Gwenael Bélanger challenges you to choose your favourite inkblot.

Mars 2002

Postmodern Art Not Crap

Exhibit challenges notions of our visual world
by Amy Hasinoff

Gwenaël Bélanger is making a Metro ride a little more intellectual.

The Montreal artist’s latest exhibit, now showing at Skol, consists of two pieces titled “Questions de Goût” and “Cible de Choix.” The first work is less an exhibit than a mention of a project on the green line of the Montreal Metro, which continues until March 4. Bélanger has put up a series of posters which ask questions about beauty and taste. One poster asks, “choose the nicest inkblot,” of the nine that it displays. Another asks, “choose the most perfect line,” of a series of crooked lines, and another demands, “choose the cake most loaded with poetic meaning,” of an array of cake illustrations, seemingly from a 19th century cookbook.

Copies of these posters are available at Skol and viewers are invited to take one. The new inkblot poster in my room now happily sparks controversy, confusion, and discussions about postmodern art.

Had the posters been simply put up in a gallery, I might have been a little less enthusiastic. Forcing some one who’s already in an art gallery to think about art and aesthetics is not really a challenge, but asking the average person riding the metro is an interesting and important task. Delightfully, Bélanger’s work exploits the very thing he criticizes, traditional advertising space. He questions how we confront the inundation of corporate images.

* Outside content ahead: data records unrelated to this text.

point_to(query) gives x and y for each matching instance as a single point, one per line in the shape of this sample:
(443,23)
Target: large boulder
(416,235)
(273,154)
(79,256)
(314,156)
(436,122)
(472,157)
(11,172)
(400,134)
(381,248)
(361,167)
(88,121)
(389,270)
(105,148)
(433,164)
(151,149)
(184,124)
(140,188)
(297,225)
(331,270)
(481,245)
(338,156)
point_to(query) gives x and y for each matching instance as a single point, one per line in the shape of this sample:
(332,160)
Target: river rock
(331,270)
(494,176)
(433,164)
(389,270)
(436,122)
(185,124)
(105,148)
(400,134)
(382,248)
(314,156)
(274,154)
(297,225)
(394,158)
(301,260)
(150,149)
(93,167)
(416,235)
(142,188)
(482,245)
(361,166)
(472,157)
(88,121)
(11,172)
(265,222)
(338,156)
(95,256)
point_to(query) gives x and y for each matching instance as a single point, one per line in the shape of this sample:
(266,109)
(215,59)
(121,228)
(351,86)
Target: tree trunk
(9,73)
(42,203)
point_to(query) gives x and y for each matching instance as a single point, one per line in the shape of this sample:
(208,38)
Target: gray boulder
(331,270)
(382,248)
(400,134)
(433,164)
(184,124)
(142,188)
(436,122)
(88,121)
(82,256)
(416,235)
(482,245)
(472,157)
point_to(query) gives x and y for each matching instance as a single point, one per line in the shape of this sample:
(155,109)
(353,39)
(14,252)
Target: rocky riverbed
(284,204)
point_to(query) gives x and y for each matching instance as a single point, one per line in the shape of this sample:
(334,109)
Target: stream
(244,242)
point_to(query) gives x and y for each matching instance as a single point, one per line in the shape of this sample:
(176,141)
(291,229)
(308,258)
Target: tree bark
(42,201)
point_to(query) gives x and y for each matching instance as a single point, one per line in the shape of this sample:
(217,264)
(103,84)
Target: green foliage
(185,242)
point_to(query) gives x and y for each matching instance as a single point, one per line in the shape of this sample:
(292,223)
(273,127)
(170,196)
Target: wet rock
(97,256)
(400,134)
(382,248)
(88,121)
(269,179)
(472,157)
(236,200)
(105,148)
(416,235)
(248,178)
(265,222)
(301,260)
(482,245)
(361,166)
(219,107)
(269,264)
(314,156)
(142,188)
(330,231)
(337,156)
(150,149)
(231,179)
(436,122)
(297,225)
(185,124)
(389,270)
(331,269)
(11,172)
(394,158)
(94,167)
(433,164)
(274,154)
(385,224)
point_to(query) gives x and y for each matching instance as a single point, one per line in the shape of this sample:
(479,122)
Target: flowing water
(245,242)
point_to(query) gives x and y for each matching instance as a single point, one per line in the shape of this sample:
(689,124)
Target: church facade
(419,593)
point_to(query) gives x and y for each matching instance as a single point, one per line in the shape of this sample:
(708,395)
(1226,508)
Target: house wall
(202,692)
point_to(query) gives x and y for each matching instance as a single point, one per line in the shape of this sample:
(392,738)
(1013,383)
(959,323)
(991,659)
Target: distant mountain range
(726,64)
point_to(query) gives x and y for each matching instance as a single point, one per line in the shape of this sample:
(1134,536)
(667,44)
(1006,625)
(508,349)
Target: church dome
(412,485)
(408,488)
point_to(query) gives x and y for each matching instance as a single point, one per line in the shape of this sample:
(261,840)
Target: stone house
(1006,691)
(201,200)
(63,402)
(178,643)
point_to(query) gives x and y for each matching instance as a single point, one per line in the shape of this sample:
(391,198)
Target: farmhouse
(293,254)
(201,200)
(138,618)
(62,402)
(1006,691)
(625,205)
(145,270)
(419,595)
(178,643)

Bélanger admits that many Metro passengers assume the posters are teasers for a new product. But most are concerned with answering the question correctly, when really Bélanger’s whole point is that the choice is arbitrary. “The notion of beauty changes all the time,” Bélanger says, elaborating that what a person finds beautiful will depend on context and on a host of other factors.

The second part of the exhibit is, quite simply, a small room. The work, “Cible de Choix,” expands on the theme of arbitrary choice. Three uninterrupted walls are occupied by an orderly array of white silhouettes on a bright red background. Darts are provided without instruction, but the images are invitingly pierced with numerous holes from previous participants. A small ledge jutting out from the back wall reveals that the silhouettes are all derived from ugly clip-art images. Like the posters in the Metro, this work demands in a less directed fashion that you choose an image, and it consequently asks you to evaluate “why?” Bélanger explains that this work presents a darker comment about the subversive, manipulative nature of advertising and product design. He says the work explores the notion that companies target specific demographics. “You think you have the choice, but actually you are manipulated,” Belanger notes, referring to a consumer’s product preference.

These works effectively communicate that the scores of product choices we make every day are not, as Bélanger says, “true choice.” The reason we choose one product over another is partly determined by the corporations themselves, but ultimately these choices are of little consequence. Belanger’s work accomplishes clear goals, and though it crosses into the potentially dangerous area of postmodern art, I found its visual simplicity effective and its attention to design refreshing.

Gwenaël Bélanger’s work is at Skol, 460 Sainte-Catherine Ouest, Espace 511, until March 16.